Limitations & Future Work¶
- Structured rewriting depends on GPT-4, potentially introducing LLM-specific hallucinations or information loss.
- There are partially ambiguous areas in the label space (e.g., the F1 score for the "Air space opacity" category is only 0.62).
- Macro F1 scores are relatively low (only 0.55 for leaves), indicating that the classification of rare labels still needs improvement.
- The focus is solely on chest X-rays, without extension to other imaging modalities (e.g., CT, MRI).
- The training of end-to-end structured report generation models remains unexplored.
- The clinical utility of structured reporting requires larger-scale prospective clinical validation.
Related Work & Insights¶
- CheXbert is a classic 14-label disease classification model, which this work extends to 55 labels.
- F1-RadGraph (Delbrouck et al., 2022) evaluates report quality based on knowledge graphs, while the proposed F1-SRR-BERT provides complementary, fine-grained evaluation.
- GREEN (Ostmeier et al., 2024) and RadFact (Bannur et al., 2024) focus on clinical factualness evaluation.
- MAIRA-2 (Bannur et al., 2024) is currently one of the leading report generation models.
- The concept of structured reporting can be generalized to other medical report generation tasks (e.g., pathology, ultrasound).
Rating¶
- Novelty: ⭐⭐⭐⭐ Structured report generation is a valuable new task definition; both SRR-BERT and F1-SRR-BERT are well-designed.

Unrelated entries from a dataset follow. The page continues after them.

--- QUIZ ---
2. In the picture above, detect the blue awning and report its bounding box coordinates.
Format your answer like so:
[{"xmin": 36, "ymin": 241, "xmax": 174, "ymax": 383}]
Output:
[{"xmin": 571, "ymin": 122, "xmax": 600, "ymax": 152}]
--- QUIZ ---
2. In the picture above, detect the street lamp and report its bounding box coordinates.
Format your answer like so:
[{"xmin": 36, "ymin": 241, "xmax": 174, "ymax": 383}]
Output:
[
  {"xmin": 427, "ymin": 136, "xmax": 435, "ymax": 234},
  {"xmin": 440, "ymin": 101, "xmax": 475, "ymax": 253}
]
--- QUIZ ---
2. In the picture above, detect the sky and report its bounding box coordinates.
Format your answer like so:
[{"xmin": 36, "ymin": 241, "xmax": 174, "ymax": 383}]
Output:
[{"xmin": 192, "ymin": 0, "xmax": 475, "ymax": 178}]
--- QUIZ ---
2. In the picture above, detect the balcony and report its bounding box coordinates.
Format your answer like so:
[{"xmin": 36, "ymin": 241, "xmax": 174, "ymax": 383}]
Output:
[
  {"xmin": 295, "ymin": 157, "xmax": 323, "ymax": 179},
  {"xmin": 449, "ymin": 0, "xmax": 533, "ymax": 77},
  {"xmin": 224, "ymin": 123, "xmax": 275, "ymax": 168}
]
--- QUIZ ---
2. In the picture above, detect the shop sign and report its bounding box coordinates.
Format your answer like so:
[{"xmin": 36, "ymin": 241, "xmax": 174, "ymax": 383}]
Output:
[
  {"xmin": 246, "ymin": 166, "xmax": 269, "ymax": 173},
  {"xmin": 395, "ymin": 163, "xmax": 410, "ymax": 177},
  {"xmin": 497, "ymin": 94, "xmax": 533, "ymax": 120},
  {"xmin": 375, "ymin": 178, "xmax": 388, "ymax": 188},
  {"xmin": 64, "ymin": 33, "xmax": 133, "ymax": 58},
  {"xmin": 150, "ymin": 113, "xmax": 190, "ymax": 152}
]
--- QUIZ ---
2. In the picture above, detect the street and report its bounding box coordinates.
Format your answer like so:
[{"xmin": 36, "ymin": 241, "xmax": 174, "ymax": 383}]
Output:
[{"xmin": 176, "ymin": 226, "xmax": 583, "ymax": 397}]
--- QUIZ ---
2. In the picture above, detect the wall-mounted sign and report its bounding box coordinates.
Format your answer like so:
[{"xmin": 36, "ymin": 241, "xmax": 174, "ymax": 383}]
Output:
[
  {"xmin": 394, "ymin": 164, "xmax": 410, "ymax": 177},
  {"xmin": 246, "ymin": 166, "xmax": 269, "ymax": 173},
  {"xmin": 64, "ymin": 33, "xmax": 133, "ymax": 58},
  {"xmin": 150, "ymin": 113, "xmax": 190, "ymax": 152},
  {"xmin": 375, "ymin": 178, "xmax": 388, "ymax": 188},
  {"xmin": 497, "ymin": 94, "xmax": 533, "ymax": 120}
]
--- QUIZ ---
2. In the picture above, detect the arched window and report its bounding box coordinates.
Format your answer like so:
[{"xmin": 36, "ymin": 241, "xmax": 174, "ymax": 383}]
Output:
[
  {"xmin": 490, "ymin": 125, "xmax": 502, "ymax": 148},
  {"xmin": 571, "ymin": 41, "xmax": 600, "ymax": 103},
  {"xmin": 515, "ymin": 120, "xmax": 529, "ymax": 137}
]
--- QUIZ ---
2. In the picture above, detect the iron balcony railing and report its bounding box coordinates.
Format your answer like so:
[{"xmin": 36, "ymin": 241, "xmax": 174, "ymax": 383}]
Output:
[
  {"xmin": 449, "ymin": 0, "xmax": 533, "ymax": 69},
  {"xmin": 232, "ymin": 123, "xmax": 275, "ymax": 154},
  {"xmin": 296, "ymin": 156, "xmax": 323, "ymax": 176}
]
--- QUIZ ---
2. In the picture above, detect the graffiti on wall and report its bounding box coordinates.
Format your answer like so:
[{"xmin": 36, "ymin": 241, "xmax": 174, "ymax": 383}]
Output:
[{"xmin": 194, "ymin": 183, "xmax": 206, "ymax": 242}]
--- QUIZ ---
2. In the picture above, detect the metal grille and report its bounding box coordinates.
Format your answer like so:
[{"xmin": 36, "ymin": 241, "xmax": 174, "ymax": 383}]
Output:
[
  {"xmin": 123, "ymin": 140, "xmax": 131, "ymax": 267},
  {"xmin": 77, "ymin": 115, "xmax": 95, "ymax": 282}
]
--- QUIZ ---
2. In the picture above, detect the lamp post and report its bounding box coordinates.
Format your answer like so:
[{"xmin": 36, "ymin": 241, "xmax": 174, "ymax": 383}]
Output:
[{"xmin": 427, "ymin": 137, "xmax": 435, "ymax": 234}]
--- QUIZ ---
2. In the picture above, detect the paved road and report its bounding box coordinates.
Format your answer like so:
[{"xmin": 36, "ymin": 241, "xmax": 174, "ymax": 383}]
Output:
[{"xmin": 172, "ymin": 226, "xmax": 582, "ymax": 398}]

- Experimental Thoroughness: ⭐⭐⭐⭐ Extensive multi-model benchmarking, detailed classification comparisons, and human review validation, though lacking end-to-end training experiments.
- Writing Quality: ⭐⭐⭐⭐ The paper features a complete structure and detailed dataset statistics, although some tables are quite dense.
- Value: ⭐⭐⭐⭐ Offers a standardized framework and superior evaluation tools for radiology report generation, yielding practical clinical significance.